This book was written more than twenty years ago and published in many languages, but not English. The reason for this is amply explained in the book, and I don’t think I need to repeat it here. Rather, I have to explain how it was resurrected contrary to my expectations.
“We cannot guess ahead/What echo our words shall have,” said a Russian poet some 150 years ago. Indeed, when I was introduced to the famous pianist Evgeny Kissin, the last thing I expected was to talk about this book. Yet that is what he wanted to do, insisting that it must be published in English. Thanks to his persistent efforts, it finally is.
Twenty years is a long time, particularly in view of the many things that happened in the meantime. At first I thought I would have to update it significantly. But after rereading it for the first time since I wrote it, I discovered (to my dismay) that it needs no updating at all. Alas, my worst forecasts have come true: failure to finish off the Soviet system conclusively has led to its revival. Clearly Putin and his KGB cohorts would have never climbed to power if Russian society had the courage to launch what we advocated twenty-three years ago: a Nuremberg-style trial and lustrations. Without it, the country went full circle and reverted back to the USSR.
So this book is as topical today as it was two decades ago. The only changes made in this edition are in chapter 6, and even those were not corrections, but additions. At the time of writing, I did not have all the necessary documents at my disposal, and made some assumptions on the basis of circumstantial evidence. Since then quite a lot of those documents have surfaced and confirmed my guesses, enabling the expansion of chapter 6.
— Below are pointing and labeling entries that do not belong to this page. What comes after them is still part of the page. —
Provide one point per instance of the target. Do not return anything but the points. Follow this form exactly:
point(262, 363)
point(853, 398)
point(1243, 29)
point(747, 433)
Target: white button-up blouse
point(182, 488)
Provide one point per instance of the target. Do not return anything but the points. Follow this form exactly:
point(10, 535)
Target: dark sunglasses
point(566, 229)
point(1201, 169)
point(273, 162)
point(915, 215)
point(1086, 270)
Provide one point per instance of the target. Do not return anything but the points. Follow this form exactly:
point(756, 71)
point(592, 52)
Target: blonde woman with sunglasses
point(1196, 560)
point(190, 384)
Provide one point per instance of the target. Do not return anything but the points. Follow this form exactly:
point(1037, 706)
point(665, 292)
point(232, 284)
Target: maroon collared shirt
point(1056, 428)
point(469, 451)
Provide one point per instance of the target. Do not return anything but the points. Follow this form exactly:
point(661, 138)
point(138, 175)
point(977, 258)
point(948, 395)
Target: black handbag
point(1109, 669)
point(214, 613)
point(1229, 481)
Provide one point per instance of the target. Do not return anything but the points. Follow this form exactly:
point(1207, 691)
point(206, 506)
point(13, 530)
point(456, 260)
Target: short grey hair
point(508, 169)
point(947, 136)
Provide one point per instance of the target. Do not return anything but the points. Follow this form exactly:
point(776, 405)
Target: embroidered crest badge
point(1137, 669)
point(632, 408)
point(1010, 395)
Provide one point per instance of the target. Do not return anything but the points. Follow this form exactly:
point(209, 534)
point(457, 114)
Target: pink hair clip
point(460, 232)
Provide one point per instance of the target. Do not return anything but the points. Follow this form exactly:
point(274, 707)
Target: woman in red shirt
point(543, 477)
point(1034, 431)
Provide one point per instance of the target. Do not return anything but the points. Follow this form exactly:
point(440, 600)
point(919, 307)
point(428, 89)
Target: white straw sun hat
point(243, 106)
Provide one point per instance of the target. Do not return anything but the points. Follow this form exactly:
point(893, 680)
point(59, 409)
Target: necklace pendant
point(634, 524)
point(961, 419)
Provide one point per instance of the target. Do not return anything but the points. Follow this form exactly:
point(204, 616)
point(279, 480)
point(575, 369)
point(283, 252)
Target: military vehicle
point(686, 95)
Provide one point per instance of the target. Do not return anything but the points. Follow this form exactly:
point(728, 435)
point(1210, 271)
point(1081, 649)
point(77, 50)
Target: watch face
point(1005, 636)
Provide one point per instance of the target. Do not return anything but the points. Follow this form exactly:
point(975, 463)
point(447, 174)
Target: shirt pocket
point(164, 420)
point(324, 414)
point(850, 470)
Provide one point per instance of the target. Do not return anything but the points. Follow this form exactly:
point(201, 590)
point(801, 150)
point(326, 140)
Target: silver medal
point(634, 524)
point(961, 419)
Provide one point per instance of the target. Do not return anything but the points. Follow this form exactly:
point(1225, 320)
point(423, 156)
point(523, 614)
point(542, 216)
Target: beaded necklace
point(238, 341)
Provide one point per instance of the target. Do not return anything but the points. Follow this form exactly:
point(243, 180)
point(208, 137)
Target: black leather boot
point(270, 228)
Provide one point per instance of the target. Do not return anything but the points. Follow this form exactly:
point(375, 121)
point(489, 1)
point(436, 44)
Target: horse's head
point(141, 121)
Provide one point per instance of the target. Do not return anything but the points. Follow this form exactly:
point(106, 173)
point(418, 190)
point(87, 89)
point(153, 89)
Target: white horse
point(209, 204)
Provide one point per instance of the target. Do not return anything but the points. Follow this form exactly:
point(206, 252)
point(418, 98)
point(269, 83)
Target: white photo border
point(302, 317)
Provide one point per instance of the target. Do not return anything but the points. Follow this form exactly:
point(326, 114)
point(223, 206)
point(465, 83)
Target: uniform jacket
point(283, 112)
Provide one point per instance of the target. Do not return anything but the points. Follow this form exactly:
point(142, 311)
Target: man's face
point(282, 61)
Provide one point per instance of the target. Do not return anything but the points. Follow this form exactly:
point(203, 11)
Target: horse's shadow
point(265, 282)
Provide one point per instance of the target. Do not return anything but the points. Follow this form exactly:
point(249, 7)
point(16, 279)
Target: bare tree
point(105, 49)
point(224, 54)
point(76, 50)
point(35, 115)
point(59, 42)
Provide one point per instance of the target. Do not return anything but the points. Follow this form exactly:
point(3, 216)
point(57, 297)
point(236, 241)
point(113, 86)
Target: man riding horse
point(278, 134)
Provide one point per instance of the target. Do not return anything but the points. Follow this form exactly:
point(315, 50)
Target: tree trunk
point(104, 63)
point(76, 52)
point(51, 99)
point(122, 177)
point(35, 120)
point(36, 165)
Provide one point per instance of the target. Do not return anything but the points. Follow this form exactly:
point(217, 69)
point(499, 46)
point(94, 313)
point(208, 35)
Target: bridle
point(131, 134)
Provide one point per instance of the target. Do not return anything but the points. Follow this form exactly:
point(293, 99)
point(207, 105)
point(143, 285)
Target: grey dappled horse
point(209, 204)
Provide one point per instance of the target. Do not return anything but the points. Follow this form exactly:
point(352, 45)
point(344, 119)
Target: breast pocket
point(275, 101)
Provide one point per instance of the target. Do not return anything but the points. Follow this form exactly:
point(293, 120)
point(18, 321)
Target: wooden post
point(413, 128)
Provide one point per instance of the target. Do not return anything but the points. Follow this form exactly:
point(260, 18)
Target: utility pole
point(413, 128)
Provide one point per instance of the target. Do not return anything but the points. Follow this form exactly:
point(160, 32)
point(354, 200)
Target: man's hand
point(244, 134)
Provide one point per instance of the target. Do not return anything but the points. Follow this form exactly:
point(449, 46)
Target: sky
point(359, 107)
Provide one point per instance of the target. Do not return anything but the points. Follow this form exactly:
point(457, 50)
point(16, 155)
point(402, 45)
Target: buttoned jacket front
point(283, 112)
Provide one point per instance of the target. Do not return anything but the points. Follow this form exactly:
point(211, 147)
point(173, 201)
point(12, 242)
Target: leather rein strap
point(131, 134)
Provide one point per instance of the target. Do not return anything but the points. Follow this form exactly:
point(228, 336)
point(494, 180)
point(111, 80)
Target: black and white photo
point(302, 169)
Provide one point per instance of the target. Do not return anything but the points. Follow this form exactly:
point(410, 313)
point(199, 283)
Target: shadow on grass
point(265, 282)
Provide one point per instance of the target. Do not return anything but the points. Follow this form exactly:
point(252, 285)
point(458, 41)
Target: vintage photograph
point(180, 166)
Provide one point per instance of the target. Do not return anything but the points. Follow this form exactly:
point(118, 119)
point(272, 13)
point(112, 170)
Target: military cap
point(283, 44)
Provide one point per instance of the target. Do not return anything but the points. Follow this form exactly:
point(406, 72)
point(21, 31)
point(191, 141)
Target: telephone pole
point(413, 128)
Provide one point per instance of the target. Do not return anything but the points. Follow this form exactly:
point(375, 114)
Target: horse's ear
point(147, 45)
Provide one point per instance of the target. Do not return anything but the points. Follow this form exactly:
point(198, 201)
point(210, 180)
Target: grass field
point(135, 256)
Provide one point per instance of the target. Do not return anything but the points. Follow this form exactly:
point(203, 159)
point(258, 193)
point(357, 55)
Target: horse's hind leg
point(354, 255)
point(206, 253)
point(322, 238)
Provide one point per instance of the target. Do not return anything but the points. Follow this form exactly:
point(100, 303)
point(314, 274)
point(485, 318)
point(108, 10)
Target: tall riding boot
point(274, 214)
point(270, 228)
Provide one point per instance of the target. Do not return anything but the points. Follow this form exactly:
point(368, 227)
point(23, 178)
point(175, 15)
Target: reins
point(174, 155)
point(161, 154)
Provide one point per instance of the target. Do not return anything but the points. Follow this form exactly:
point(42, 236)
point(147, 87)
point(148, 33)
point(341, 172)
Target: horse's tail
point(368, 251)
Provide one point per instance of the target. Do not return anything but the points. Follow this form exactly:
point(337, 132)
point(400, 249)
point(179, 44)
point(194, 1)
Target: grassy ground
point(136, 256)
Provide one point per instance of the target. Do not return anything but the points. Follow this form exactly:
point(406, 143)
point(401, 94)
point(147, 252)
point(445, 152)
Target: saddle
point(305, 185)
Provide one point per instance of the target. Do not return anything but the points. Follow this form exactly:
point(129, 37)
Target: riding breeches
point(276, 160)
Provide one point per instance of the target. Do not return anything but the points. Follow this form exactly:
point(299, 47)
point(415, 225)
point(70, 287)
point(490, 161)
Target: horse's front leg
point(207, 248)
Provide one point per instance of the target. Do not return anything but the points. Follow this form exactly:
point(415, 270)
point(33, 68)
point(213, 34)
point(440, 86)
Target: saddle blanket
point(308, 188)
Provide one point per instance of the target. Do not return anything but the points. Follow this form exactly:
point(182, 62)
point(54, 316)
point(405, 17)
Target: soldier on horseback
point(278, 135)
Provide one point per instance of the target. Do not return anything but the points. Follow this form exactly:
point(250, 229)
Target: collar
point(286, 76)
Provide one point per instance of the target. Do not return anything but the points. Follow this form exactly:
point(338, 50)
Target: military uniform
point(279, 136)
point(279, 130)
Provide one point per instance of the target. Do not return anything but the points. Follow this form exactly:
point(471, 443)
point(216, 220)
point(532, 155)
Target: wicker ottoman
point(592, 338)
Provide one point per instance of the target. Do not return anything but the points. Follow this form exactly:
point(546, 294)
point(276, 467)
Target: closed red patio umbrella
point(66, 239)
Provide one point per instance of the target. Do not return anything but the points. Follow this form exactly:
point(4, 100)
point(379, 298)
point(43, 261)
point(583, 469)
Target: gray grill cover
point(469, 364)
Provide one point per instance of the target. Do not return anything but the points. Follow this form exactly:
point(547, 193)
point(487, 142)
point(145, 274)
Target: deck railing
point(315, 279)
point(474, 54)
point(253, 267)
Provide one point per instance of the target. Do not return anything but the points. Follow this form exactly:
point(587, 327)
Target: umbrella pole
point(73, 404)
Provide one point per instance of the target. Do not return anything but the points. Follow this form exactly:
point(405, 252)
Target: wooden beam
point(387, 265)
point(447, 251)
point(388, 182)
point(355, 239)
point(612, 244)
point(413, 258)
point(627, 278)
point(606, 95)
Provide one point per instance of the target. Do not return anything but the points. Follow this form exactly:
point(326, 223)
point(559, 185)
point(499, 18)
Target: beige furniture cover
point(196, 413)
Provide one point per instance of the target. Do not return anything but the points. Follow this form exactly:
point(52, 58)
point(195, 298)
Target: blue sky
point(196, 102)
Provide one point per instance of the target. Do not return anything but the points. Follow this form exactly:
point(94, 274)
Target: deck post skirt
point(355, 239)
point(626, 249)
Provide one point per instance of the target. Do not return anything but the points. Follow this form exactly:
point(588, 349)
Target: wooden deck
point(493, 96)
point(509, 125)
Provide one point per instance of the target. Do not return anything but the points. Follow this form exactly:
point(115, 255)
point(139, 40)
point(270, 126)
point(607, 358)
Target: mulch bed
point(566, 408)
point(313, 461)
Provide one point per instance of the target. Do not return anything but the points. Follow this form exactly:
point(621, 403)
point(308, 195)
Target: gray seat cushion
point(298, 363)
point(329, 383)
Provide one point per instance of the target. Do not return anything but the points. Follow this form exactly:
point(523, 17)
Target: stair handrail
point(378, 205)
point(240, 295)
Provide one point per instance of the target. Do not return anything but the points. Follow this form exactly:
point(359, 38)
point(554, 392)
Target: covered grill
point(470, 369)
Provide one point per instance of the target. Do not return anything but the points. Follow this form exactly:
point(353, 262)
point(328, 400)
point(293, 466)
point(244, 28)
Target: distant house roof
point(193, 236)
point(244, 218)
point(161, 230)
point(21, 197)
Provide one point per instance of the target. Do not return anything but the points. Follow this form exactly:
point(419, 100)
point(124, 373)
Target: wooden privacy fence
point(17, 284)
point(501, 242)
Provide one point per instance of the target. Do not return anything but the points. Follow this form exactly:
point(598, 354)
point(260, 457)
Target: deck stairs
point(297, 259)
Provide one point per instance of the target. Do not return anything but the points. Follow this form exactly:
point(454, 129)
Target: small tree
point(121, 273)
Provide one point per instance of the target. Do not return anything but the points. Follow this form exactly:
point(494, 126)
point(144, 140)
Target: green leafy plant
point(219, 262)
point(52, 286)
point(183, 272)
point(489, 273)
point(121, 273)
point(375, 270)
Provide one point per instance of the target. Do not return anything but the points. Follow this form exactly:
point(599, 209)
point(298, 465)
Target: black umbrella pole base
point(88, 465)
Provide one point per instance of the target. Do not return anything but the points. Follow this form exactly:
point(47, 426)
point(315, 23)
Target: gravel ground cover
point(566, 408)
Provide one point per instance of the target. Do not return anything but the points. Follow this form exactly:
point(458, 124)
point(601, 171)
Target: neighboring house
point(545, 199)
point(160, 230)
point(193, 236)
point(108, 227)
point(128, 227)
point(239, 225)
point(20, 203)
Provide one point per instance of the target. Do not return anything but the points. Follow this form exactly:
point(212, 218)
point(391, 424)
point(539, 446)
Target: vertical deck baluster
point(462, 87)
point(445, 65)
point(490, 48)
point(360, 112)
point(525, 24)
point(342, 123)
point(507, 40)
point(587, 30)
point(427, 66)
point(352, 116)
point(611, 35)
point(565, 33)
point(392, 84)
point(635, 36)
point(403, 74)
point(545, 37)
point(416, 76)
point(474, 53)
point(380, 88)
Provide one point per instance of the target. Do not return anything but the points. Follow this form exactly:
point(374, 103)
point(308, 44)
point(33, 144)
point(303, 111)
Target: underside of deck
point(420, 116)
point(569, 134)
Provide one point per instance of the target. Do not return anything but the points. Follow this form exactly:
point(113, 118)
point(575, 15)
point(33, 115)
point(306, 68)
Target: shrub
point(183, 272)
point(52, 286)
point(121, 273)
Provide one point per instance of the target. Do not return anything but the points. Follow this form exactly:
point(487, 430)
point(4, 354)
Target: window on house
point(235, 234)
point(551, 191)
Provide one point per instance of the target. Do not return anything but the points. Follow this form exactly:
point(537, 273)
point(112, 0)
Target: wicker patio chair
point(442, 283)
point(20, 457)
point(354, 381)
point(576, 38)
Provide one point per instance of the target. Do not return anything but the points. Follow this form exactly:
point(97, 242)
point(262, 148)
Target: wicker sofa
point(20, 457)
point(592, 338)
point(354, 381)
However, the credit for this achievement must go to Pavel Stroilov, not to me. After I published this book in 1995–1996, the Russian authorities would no longer permit me to visit Russia, and I needed a capable assistant on the spot. It happened that such an assistant emerged all by himself; back in 1991, upon returning from my first trip to Moscow, I received an unexpected letter. Its wording suggested the writer was more accustomed to speaking Russian than English:
“Good day, Vladimir Konstantinovich! My name is Pavel and I am 7 years old. I have read in a newspaper that you don’t like communists. I dislike them, too. Let’s keep a company.”
Naturally I responded that of course we, the anticommunists, must stick together. But as I live in Britain, he must improve his English, and I sent him a lot of books for that purpose. By the age of twelve Pavel was fluent in English, and a few years later became a student in one of Moscow’s universities.
Around 1999–2000, when he was seventeen or eighteen years old and still living in Moscow, we discussed the idea of his trying to continue my work in the Russian archives and copy more secret documents. As Pavel likes to say, he became my “man on the inside” in Russia.
In particular, we discovered that a large body of top-secret Communist Party documents had been semi-officially copied from the Kremlin archives in the “revolutionary” chaos of 1991, and could now be accessed in the Gorbachev Foundation Archive more easily than their originals in the official Kremlin files. However, there were restrictions on which documents you were allowed to see, and a ban was imposed on removing or copying any of the material. Yet ultimately he was able to gain access to many prohibited documents, also to secretly electronically smuggle out a huge number of them—somewhere between fifty thousand and one hundred thousand pages. This was quite sufficient for Pavel to complete chapter 6 (for which we all are indebted to him).
We are also grateful to Alyona Kojevnikov, who translated this book into English brilliantly and incredibly quickly. It must surely be a world record!
Special thanks to John Crowfoot for his invaluable work with my archive, Originally placed on the internet by Yulia Zaks and Leonid Chernikhov in 1999, it consists of documents I copied in Moscow in 1992 that serve as the foundation of this book. However, the archive required a major effort to be put in order, a task accomplished ably by John. He also deserves credit for the meticulous translation of dozens of documents into English.
Finally, we must applaud the publisher, Ninth of November Press, for daring to publish a book no other English-language publisher in the world had the courage to touch for twenty years. A special thanks also goes to the dedicated volunteers who donated their time to prepare this book.